In summary, some agreement seems to have emerged that the world government’s emphasis on the criminal justice approach to controlling illegal drugs not only has failed to resolve the problems of violent crime but has worsened them.

There is no doubt that some type of drug use may end in unwanted, intolerable, and anti-social behavior. However, it appears that the intense causes of violent crimes, which frequently find classification under the heading of ‘drug related’ are caused by different factors not linked to real pharmacological effects of controlled substances upon individual behavior.
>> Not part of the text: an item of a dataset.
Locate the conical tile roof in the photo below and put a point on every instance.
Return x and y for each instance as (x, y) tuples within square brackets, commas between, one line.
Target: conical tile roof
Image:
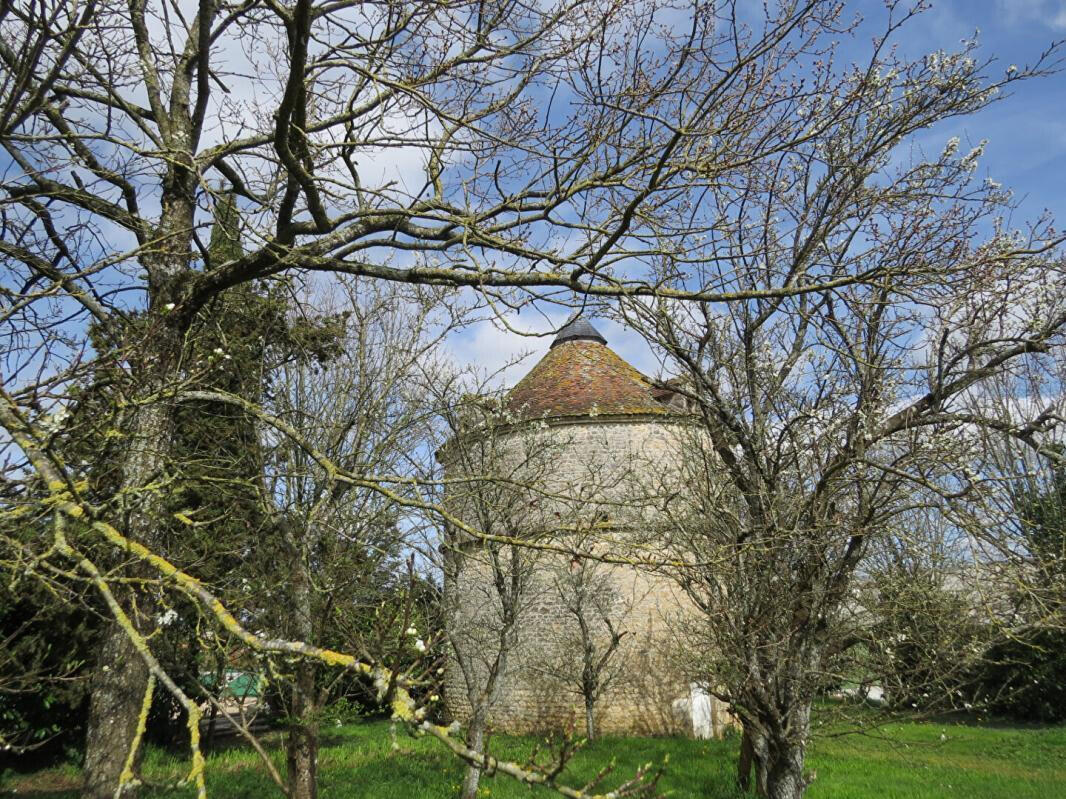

Drugs develop a various manner of violent and aggressive action by the use of the central sensory and control apparatus consisting of a network of nerve cells (Solursh, 1975). This negative act, however, can make one or more partial changes to the network of nerve cells in a very complex method and at various degrees that eventually aim at the mechanisms of the part of the central nervous system that includes all the higher nervous centers within the skull.

In conclusion, experimental studies proved that the excessive use of drugs (especially alcohol, and marijuana) mostly results in committing violence and crime or being involved in an unlawful act (Tinklenberg, and Stillman, 1970).

However, the excessive use of drugs can be linked to violence and crime and at the same time causes damage to the proper functioning of the network of the entire nervous system.

Reference List

Paul, D. M. (1975). Drugs and aggressions. Medicine, Science and the Law 15: 16-21.

Solursh, L.P. (1975). Psychoactive drugs, crime and violence. Psychological Reports 37: 1177-1178.

Tinklenberg, J.R., and Stillman, R.C. (1970). Drug use and violence. Pp. 327-365 in D.N. Daniels, M.F. Gilula, and F.M. Ochberg, eds., Violence and the struggle for existence. Boston: Little, Brown and Company.

Valzelli, L. (1967). Drugs and aggressiveness. Advances in Pharmacology 5:79-108.